Con l’arrivo di Triton ci sono meno soldi e più sbarchi
Le regole d’ingaggio delle navi gestite dal ministero della Difesa, da quando Mare Nostrum si è interrotto, sono cambiate. Cosa fanno, quindi, davanti alle coste del Nord Africa, il 3 marzo scorso le navi della marina militare? Sono loro ad aver raccolto i morti dell’ultimo naufragio. Le navi ci passano davanti ma non si possono riprendere per questioni di sicurezza. L’operazione alla quale assistiamo praticamente in diretta (elaborata dagli stati maggiori e anticipata dalla agenzia AdnKronos) si dovrebbe chiamare “Mare sicuro”: quattro navi, tra cui unità dotate di attrezzature sanitarie ed elicotteri, aerei senza pilota Predator dell’Aeronautica. Circa un migliaio di militari italiani saranno impiegati per contrastare la minaccia jihadista nel Mediterraneo. Fermeranno anche gli sciacalli?
Dal primo novembre del 2014 Mare Nostrum non c’è più. È una missione archiviata. Copriva 400 miglia nautiche e aveva chiaramente come obiettivo la ricerca e il salvataggio in acque internazionali con un costo di 9,5 milioni di euro al mese (100 milioni complessivi a carico dell’Italia). Triton, la missione in vigore oggi, copre 30 miglia nautiche, l’obiettivo è il controllo della frontiera del Mediterraneo centrale e non più il soccorso umanitario. Costa soltanto 2,9 milioni di euro al mese: “Ma noi continuiamo a scendere fin sopra le coste libiche: anche a venti, trenta, quaranta miglia dalle coste africane. Il soccorso è soccorso, vale la legge del mare e quando la chiamata arriva, non ti giri dall’altra parte”. La Dattilo è stata l’unica nave della Guardia Costiera inserita nel dispositivo di Mare Nostrum: 10 mila le persone salvate da 49 uomini in sei mesi.
Il ministro dell’Interno Angelino Alfano l’anno scorso si è battuto molto perché Mare Nostrum fosse archiviata: missione troppo costosa ma soprattutto impopolare per la destra al governo. Ma il suo bilancio è di quasi 170 mila migranti tratti in salvo, 366 gli scafisti arrestati.

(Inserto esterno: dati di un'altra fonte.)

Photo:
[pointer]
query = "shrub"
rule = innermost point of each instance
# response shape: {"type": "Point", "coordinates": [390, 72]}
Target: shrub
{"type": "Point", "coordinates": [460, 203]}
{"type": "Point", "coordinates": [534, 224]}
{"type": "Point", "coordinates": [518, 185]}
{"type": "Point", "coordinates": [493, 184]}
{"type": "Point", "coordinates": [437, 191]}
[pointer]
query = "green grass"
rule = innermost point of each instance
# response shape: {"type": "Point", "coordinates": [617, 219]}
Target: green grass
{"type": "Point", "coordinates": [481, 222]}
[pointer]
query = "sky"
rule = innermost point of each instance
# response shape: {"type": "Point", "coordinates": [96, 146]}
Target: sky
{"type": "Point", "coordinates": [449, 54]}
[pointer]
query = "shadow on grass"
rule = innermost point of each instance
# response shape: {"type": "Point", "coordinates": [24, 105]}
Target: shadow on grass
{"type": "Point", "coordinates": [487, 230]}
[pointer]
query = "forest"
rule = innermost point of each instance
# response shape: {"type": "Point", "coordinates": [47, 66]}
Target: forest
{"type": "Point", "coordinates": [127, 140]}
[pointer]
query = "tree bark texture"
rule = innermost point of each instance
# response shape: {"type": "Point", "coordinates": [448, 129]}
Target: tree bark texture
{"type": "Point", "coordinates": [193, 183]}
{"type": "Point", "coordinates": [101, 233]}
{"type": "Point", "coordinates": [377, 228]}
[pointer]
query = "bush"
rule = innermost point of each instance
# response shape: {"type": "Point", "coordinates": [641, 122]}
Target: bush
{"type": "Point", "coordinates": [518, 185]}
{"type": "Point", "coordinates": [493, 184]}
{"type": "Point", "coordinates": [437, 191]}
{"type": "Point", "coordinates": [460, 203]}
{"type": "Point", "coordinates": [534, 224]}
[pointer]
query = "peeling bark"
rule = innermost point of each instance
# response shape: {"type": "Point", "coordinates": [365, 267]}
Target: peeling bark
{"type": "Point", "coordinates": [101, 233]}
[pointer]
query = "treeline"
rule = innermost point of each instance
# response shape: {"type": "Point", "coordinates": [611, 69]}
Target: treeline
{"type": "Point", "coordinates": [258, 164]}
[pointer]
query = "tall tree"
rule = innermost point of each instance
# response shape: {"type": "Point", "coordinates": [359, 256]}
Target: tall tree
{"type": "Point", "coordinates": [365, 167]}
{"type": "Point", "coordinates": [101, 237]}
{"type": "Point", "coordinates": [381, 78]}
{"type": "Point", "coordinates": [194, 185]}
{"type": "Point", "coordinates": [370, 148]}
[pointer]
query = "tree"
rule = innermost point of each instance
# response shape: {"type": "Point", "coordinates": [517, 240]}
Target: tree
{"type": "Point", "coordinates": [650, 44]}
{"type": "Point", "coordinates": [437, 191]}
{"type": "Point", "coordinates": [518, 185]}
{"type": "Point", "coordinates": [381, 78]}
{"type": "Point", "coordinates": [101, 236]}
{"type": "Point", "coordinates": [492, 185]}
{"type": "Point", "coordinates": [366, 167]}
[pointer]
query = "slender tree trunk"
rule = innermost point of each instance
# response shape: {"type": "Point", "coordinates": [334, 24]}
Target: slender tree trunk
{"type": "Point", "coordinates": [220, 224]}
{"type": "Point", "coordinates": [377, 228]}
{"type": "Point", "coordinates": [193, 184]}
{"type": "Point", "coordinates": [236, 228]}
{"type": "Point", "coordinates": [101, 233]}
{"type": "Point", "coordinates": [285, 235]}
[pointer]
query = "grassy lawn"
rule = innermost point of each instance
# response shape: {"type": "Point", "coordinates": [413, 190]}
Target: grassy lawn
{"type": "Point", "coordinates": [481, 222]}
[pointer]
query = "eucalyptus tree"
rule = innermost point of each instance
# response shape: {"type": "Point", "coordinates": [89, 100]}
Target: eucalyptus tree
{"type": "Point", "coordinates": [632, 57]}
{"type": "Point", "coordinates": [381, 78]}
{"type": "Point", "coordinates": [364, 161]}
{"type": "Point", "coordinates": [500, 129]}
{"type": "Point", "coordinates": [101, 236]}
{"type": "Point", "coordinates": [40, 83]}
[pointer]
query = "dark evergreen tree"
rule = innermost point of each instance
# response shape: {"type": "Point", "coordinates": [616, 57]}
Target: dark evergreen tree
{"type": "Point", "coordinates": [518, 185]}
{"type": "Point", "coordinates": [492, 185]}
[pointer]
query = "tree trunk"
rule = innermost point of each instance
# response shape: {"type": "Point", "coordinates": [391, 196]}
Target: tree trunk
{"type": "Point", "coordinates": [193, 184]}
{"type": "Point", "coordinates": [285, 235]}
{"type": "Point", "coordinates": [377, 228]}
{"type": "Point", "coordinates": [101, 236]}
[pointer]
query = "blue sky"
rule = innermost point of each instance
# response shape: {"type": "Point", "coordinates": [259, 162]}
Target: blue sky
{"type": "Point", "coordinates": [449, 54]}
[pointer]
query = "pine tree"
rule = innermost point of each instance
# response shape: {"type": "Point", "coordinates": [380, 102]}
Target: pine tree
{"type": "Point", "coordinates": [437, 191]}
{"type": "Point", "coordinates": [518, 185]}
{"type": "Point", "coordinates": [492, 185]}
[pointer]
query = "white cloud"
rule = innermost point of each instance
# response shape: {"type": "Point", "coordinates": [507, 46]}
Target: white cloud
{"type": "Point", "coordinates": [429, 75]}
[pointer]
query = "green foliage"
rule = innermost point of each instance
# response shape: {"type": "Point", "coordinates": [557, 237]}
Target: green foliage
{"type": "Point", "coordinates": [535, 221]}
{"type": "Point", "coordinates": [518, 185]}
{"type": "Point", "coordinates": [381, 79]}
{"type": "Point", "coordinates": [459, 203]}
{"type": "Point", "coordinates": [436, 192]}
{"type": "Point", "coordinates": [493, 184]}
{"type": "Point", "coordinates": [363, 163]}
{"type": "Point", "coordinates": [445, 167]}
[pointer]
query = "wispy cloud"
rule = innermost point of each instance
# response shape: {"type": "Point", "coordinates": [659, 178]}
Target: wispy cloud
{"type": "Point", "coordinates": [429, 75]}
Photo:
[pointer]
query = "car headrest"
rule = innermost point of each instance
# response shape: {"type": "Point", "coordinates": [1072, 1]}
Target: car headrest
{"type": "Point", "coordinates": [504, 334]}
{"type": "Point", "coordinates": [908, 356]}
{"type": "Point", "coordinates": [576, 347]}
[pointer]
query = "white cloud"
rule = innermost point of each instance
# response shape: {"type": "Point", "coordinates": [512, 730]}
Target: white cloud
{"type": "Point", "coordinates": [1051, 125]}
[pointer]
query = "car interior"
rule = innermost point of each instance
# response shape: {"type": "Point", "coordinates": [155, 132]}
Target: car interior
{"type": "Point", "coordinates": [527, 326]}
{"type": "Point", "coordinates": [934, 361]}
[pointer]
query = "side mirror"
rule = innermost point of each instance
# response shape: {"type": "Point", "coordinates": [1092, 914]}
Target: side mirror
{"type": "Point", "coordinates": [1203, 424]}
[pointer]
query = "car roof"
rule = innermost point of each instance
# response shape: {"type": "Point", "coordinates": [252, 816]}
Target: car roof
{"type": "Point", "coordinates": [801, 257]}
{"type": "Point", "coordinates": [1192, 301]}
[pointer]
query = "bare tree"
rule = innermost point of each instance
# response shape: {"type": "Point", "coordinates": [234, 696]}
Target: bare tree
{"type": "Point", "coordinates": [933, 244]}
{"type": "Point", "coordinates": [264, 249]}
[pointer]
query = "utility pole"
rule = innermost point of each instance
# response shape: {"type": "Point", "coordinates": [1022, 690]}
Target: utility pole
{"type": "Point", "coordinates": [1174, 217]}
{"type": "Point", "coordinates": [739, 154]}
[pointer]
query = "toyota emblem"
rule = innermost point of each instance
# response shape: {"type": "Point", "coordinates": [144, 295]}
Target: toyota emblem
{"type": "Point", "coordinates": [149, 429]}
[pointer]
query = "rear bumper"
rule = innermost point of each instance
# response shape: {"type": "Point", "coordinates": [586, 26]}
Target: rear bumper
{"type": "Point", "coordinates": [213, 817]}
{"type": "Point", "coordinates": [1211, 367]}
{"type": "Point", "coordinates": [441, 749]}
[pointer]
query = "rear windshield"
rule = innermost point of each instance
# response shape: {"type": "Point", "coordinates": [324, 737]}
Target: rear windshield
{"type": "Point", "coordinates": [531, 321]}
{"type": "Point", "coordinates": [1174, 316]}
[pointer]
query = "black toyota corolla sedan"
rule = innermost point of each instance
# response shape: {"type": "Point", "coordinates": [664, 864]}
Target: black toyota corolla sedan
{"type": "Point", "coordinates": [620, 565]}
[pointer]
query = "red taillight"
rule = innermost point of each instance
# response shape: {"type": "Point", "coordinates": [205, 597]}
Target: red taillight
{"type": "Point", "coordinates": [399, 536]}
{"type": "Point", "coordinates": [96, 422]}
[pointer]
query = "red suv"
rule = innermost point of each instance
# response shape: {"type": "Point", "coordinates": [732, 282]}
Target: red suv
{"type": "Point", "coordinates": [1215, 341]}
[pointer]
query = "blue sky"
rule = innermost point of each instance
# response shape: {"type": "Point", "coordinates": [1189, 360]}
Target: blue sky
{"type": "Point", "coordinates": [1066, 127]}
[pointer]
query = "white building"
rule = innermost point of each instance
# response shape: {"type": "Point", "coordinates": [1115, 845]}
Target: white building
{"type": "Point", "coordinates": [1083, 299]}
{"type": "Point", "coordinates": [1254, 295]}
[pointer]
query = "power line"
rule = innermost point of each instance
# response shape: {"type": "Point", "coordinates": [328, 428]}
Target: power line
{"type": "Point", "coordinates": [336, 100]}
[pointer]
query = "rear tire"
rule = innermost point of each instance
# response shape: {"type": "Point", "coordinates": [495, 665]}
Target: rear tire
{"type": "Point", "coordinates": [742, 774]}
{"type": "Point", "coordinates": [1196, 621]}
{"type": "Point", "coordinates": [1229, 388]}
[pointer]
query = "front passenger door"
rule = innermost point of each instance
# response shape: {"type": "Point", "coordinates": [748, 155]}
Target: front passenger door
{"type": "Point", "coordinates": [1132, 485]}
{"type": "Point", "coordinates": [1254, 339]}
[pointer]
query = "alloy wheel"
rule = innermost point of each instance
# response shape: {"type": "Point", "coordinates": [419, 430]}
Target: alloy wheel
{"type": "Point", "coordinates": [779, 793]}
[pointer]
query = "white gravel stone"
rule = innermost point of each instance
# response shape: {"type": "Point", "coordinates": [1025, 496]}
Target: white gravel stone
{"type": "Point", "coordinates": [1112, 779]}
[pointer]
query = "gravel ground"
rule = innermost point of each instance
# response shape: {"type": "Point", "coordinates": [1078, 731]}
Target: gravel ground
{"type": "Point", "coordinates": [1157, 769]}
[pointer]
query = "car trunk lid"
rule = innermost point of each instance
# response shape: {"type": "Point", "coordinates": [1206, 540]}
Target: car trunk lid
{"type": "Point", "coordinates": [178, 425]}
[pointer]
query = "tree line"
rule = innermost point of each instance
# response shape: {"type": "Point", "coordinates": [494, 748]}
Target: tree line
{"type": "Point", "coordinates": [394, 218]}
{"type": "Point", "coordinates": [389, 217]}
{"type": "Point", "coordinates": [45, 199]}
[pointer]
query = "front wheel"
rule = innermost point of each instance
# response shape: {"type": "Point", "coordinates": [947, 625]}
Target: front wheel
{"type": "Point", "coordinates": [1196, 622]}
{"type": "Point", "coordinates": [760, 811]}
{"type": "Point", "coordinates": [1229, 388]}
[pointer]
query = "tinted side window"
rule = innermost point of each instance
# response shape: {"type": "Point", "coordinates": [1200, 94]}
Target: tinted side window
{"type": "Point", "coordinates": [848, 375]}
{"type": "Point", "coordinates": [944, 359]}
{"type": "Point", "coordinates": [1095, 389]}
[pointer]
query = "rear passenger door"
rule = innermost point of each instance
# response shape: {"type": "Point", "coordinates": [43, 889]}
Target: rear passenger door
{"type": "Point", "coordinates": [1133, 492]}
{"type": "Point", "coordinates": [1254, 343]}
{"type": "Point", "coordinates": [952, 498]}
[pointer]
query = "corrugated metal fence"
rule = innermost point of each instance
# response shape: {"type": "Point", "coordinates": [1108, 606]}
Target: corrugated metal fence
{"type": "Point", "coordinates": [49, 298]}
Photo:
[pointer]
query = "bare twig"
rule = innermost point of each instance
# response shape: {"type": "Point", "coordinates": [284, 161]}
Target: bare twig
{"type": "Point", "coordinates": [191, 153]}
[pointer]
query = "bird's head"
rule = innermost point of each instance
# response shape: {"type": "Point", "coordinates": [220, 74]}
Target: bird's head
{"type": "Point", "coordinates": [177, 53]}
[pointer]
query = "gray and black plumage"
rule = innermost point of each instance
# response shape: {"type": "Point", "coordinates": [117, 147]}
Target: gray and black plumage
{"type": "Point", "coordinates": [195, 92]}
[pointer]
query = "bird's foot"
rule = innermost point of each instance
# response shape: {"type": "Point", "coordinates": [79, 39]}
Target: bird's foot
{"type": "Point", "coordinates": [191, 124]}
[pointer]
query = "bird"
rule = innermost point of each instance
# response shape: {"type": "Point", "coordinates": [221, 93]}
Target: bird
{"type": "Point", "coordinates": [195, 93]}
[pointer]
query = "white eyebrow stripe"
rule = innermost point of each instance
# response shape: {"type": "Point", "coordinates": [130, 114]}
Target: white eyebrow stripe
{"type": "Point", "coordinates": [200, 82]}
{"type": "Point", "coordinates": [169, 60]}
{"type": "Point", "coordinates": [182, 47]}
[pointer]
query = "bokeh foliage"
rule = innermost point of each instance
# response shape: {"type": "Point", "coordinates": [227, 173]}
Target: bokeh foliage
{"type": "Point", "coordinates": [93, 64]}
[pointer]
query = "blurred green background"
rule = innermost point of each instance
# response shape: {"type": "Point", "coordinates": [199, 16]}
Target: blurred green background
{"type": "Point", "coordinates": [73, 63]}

La fine di questa missione europea avrebbe dovuto produrre una diminuzione degli sbarchi e invece i dati dicono il contrario: a gennaio e febbraio 2015 gli arrivi via mare superano quelli di gennaio e febbraio dello scorso anno. Con l’acuirsi delle crisi in nord Africa la gente continua a partire e l’estate, quando si muovono più barconi, è alle porte. C’è chi annuncia 500mila o un milione di persone pronte a salpare dai porti libici (Frontex). Chi invita alla cautela nel dare numeri approssimativi (le organizzazioni on governative). Lo sciacallo ha già recuperato un po’ di barconi in vista del business alle porte.